Senate Bill 99 passed the Senate Monday with 24 votes in favor and one excused. Sen. Suzanne Bonamici (D-NW Portland/ Beaverton), who voted ‘no’ said she strongly supported forming a health insurance exchange, but she had misgivings about certain portions of the bill.
“Small business and individuals will be paying the premiums, but unfortunately it’s lost the support of many of them,” Bonamici said on the floor. “They want it to do something very reasonable, which is negotiate for lower cost.”
Bonamici said the bill prohibits the exchange board from bargaining for lower premiums.
“I hope this comes back from the House in a form that we can all support,” she said.
Sen.
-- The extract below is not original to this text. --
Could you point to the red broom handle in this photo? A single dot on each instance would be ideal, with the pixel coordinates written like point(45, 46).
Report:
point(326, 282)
Jackie Dingfelder (D-Portland) was the other 'no' vote from a Democrat.
Sen. Chip Shields (D-North Portland) voted ‘yes’ but said he too was unhappy with a provision he characterized as “tying the hands of the board” to negotiate for lower premiums.
Sen. Alan Bates (D-Ashland) defended the bill as a bipartisan compromise. He said the state already has a mechanism for negotiating with insurers through rate review under the Department of Consumer and Business Services.
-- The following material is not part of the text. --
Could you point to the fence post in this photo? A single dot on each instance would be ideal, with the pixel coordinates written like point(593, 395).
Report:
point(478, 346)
“The bill doesn’t say the exchange can’t negotiate. It says each company must be treated equally and fairly,” Bates said. “I believe in competition, but when we have more than 100 plans, how they can start negotiating with them is something beyond the scope of the exchange.”
Bates said the exchange won’t be a panacea to what ails the healthcare system, but it could potentially lower premiums by 10 to 15 percent due to current cost shifting that could reportedly be eliminated with an exchange.
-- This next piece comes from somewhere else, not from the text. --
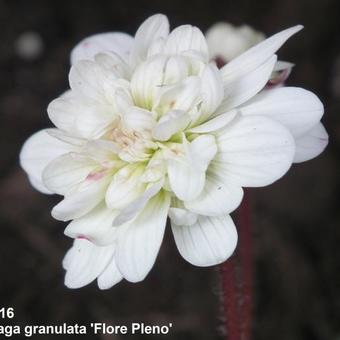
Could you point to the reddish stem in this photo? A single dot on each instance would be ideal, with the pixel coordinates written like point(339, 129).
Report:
point(237, 278)
point(230, 300)
point(245, 259)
Bates also addressed the inclusion of insurance broker commissions that would be paid through the exchange as a substantial reform of the current system of compensating agents. But it wasn’t a detail that drew much support from consumer advocates that wanted brokers left out.
“I’ve got all my friends unhappy with me and all my enemies are unhappy with me,” Bates said. “The bill is probably just about right.”
If Oregon doesn’t pass a bill to create its own exchange, the federal government will impose one.
“My biggest worry is this goes to the House and dies and we are stuck 18 months from now with a federal exchange we can’t make work in this state,” Bates said.
Rep. Mitch Greenlick (D-Portland) who heads the House Health Care Committee had made overtures toward strengthening the exchange bill, but indicated to The Lund Report last week
, he will probably back off.
Beginning in 2014, individuals and small businesses with less 50 employees will be able to purchase health plans through the exchange. It will determine eligibility for federal and state subsidies while serving as the single point of entry for multiple government programs. Starting in 2016, businesses with up to 100 employees will be able to buy coverage through the exchange.
The goal is to create a uniform playing field to compare insurance coverage equally on the basis of cost and performance, offer greater freedom of choice, as well as share risk across the entire market. The bill also calls for an advisory panel and an oversight board made up of legislators.
The legislature must sign off on a final business plan for the public corporation that will administer the exchange at its legislative session in February. Sen. Frank Morse (R-Albany) called this a feedback loop.
“This bill ensures a level of accountability not realized in any past major legislation to come before this body,” Morse said.